Beasley, the executive director of the World Food Program, said a ship with 17,500 metric tons of wheat flour should arrive in Beirut “within two weeks, and that’s to put bread on the table of all the people of Lebanon and that will give us a bread supply for 20 days.”
“While we’re doing that, we’ve got a 30-day supply of about 30,000 metric tons of wheat that we’re bringing in, and then another 100,000 metric tons over the next 60 days after that,” Beasley said.
Najat Rochdi, the UN humanitarian coordinator for Lebanon, told a press conference after briefing UN members that Beasley went to the port with engineers to assess what can be done.
“They are very optimistic to start actually this rehabilitation as soon as this week to increase the capacity of the port of Beirut,” she said.
Rochdi said she understands a ship will be arriving Thursday with some construction material, followed by a ship with wheat and grain, “to address the issue of food security and to hopefully make sure Beirut is not going to be short of bread.”
UN humanitarian chief Mark Lowcock told diplomats the “swift and wide-ranging” humanitarian response is just the first of a three-phased response to the tragedy.
“The second — recovery and reconstruction — will cost billions of dollars and require a mix of public and private finance,” he said. ”The third element is responding to the Lebanon’s pre-existing socioeconomic crisis which is already exacerbated by COVID-19.”
Lowcock, the undersecretary-general for humanitarian affairs and emergency relief coordinator, stressed the Beirut explosion last Tuesday “will have repercussions far beyond those we see in front of us now.”

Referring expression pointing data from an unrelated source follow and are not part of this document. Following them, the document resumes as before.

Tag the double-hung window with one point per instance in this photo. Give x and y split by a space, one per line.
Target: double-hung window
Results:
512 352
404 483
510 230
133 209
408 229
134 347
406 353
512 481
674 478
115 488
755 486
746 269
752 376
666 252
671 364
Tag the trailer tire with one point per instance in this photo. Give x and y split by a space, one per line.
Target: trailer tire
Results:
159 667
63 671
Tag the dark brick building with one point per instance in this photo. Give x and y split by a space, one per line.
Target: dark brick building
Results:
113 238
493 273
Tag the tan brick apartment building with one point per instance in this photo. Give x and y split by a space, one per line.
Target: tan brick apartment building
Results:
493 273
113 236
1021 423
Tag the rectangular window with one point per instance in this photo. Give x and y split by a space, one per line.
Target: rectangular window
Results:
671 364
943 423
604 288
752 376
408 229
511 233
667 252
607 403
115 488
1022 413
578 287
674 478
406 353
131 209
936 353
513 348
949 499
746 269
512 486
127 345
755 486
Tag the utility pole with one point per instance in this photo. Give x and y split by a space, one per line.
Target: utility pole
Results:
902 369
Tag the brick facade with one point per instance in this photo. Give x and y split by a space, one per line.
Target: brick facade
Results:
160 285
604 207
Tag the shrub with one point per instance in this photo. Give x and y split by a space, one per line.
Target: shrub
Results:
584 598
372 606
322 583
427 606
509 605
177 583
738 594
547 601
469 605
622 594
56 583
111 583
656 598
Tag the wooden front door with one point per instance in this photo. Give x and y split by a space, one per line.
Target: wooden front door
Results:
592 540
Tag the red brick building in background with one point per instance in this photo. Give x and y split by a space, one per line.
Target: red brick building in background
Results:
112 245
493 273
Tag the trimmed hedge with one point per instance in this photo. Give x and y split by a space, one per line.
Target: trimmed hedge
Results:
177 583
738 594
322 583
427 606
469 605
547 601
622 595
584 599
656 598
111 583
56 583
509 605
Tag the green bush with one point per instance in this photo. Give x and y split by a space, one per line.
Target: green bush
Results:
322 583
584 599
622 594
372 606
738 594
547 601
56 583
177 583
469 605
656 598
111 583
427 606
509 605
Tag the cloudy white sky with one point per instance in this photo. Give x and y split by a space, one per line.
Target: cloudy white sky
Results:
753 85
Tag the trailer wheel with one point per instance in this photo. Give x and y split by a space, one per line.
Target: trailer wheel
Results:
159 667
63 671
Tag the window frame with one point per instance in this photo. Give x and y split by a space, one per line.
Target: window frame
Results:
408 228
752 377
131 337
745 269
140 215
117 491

He urged donors, international financial institutions and the wider international community to “come together and put their shoulder to the wheel,” stressing that the Lebanese people will be served best by a collective response.
UN Secretary-General Antonio Guterres told UN member nations the voices of Lebanon’s angry people “must be heard.”
“It is important that a credible and transparent investigation determine the cause of the explosion and bring about the accountability demanded by the Lebanese people,” he said. “It is also important that reforms be implemented so as to address the needs of the Lebanese people for the longer term.”
Guterres also pledged that “the United Nations will stand with Lebanon to help alleviate the immediate suffering and support its recovery.”